The slump in the housing market ended around March, and while there is improvement, it will be slow and fitful, U.S. luxury homebuilder Toll Brothers Inc's Chief Executive Robert Toll said on Wednesday.

The housing market slump, we now believe, ended approximately in March 2009, Toll said in a conference call, following its preliminary fourth quarter results a day earlier. Basically, we think we're working our way out of it. It will come in fits and starts.

Toll Brothers said late Tuesday it expected fourth-quarter revenue to drop 30 percent, but that was still higher than Wall Street's expectations, and its shares rose nearly 6 percent after markets closed.
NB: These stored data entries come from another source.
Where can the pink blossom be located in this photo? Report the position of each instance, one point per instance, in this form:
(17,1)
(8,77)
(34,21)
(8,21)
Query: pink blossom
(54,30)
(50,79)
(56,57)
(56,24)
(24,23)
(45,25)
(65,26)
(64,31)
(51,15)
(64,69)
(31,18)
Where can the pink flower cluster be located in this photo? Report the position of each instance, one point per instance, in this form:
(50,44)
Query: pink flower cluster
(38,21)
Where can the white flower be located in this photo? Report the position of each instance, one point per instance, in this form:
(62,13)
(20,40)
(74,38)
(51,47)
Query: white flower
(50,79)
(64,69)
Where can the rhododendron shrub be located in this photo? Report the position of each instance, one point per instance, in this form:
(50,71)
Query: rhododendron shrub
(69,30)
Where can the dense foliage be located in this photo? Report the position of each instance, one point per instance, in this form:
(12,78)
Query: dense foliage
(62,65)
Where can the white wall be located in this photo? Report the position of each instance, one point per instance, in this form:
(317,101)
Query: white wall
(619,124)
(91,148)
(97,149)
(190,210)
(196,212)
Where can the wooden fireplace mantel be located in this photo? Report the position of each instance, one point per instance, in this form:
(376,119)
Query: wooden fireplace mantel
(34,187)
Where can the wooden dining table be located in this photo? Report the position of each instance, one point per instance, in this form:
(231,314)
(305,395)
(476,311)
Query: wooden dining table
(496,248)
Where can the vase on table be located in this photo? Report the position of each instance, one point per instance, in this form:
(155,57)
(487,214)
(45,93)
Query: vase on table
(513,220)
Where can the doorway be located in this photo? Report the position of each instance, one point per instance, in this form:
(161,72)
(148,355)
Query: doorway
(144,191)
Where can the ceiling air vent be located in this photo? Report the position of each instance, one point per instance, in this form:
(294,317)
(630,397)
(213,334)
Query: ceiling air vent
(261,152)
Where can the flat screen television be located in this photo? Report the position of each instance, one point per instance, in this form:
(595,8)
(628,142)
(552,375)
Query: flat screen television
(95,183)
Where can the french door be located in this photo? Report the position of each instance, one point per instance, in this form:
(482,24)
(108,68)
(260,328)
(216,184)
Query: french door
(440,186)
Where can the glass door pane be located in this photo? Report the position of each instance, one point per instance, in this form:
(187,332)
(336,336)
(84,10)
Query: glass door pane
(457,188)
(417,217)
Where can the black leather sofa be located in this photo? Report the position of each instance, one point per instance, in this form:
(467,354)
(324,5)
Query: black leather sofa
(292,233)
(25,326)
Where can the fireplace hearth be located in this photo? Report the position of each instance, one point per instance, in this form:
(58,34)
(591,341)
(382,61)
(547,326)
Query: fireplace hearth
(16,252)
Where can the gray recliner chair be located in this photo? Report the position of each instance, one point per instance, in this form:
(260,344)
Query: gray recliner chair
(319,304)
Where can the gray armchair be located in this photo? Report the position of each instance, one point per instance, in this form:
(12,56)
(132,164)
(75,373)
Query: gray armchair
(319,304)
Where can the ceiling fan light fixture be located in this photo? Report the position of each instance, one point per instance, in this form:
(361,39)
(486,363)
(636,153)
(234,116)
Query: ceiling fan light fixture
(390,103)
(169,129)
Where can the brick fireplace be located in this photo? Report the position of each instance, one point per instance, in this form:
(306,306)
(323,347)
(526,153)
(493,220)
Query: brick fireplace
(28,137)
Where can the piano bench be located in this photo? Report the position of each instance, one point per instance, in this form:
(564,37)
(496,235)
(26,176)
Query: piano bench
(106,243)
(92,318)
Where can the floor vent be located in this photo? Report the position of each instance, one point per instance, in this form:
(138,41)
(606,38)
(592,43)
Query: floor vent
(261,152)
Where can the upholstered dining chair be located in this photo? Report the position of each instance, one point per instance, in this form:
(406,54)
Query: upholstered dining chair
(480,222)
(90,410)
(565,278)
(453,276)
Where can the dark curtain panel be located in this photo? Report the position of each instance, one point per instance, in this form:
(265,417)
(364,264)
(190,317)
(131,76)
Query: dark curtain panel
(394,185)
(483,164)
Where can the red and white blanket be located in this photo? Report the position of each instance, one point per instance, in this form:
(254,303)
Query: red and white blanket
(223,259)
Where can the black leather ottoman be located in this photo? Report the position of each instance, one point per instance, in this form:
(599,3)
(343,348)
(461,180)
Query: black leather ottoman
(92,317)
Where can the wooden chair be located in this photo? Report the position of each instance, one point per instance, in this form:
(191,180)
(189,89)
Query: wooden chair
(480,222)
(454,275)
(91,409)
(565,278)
The largest U.S. builder of luxury homes and apartments also said fourth-quarter net contracts rose 42 percent to 765 units, or 62 percent to $430.8 million -- yet another positive sign for the housing market, which has been showing signs of improvement.
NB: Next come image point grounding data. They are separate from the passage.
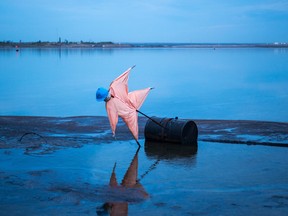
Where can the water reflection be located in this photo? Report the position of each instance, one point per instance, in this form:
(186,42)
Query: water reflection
(130,190)
(170,151)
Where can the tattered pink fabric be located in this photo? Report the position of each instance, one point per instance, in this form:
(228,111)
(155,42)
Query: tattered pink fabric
(125,104)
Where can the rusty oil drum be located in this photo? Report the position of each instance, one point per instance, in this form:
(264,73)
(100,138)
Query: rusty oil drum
(172,130)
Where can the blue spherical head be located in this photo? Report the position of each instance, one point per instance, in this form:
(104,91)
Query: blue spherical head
(101,94)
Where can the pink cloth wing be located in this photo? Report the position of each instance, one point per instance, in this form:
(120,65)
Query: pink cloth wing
(125,104)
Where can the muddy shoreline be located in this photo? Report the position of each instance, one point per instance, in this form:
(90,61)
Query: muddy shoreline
(51,133)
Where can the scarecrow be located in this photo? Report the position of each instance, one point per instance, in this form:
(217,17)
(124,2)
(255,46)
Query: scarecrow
(120,102)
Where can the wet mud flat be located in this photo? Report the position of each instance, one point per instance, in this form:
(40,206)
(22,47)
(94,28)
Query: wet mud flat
(73,165)
(31,132)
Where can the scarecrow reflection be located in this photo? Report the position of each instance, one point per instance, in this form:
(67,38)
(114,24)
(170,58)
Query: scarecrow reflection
(130,190)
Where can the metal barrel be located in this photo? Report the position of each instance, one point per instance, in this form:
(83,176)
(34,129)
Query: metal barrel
(172,130)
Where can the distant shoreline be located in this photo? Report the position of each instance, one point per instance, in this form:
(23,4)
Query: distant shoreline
(111,45)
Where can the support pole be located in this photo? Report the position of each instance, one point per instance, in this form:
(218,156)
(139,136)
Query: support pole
(151,119)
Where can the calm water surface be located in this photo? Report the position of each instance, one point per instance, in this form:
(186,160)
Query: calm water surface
(250,84)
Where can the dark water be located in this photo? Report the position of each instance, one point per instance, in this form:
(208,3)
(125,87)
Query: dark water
(250,84)
(218,179)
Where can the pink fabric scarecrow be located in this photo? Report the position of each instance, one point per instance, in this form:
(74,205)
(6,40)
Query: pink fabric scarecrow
(125,104)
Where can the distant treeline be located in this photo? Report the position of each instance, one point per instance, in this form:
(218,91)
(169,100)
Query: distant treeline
(82,44)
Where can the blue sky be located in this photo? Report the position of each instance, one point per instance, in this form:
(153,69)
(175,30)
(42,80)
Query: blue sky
(201,21)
Other homebuilders also rose after Toll Brothers' results. Lennar Corp rose 6.4 percent, Pulte Homes Inc

was up 9 percent, KB Home rose 6.3 percent and DR Horton Inc was up 6 percent.

The summer months in the Unites States saw the housing market, including both resale and new homes, get a boost from a $8,000 federal tax credit for first-time home buyers.
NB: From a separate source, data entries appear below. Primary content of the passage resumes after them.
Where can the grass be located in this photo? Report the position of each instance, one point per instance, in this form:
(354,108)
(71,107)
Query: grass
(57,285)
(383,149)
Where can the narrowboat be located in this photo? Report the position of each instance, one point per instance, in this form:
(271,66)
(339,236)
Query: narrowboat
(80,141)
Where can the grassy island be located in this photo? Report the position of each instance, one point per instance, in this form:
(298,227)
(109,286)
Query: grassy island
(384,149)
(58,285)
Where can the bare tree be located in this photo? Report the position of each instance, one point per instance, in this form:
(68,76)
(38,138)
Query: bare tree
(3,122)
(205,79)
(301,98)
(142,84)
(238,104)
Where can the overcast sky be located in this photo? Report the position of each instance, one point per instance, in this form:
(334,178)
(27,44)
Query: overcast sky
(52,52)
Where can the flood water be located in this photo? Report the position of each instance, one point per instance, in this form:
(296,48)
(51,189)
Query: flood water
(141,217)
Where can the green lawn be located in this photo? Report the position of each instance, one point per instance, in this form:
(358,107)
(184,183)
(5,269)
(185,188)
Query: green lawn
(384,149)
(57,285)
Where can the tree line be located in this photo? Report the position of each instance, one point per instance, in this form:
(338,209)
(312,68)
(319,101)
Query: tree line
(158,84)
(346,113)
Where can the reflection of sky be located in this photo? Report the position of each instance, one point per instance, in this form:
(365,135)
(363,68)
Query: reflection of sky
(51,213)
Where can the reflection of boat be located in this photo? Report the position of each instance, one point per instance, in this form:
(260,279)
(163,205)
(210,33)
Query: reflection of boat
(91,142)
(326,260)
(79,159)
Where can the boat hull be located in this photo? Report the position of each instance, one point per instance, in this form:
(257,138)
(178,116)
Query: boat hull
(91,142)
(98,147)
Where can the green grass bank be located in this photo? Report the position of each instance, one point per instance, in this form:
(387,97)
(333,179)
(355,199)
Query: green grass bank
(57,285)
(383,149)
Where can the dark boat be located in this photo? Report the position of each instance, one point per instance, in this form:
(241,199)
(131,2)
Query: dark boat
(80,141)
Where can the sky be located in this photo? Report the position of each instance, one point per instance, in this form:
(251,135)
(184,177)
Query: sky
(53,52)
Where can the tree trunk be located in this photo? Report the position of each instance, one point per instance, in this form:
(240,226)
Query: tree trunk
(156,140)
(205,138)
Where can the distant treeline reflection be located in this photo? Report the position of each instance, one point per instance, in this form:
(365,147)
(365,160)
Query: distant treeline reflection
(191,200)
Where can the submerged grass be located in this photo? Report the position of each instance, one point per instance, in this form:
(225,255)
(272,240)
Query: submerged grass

The extension of home buyer tax credit and broader eligibility should help attract hesitant consumers, Toll Brothers said.

But potential home buyers were still worried about unemployment and the economy, a likely reason for volatile trends since Labor Day, Toll said in the call.

The company's shares rose $3.02 or 16.4 percent, to end the day's trade on the New York Stock Exchange at $21.42.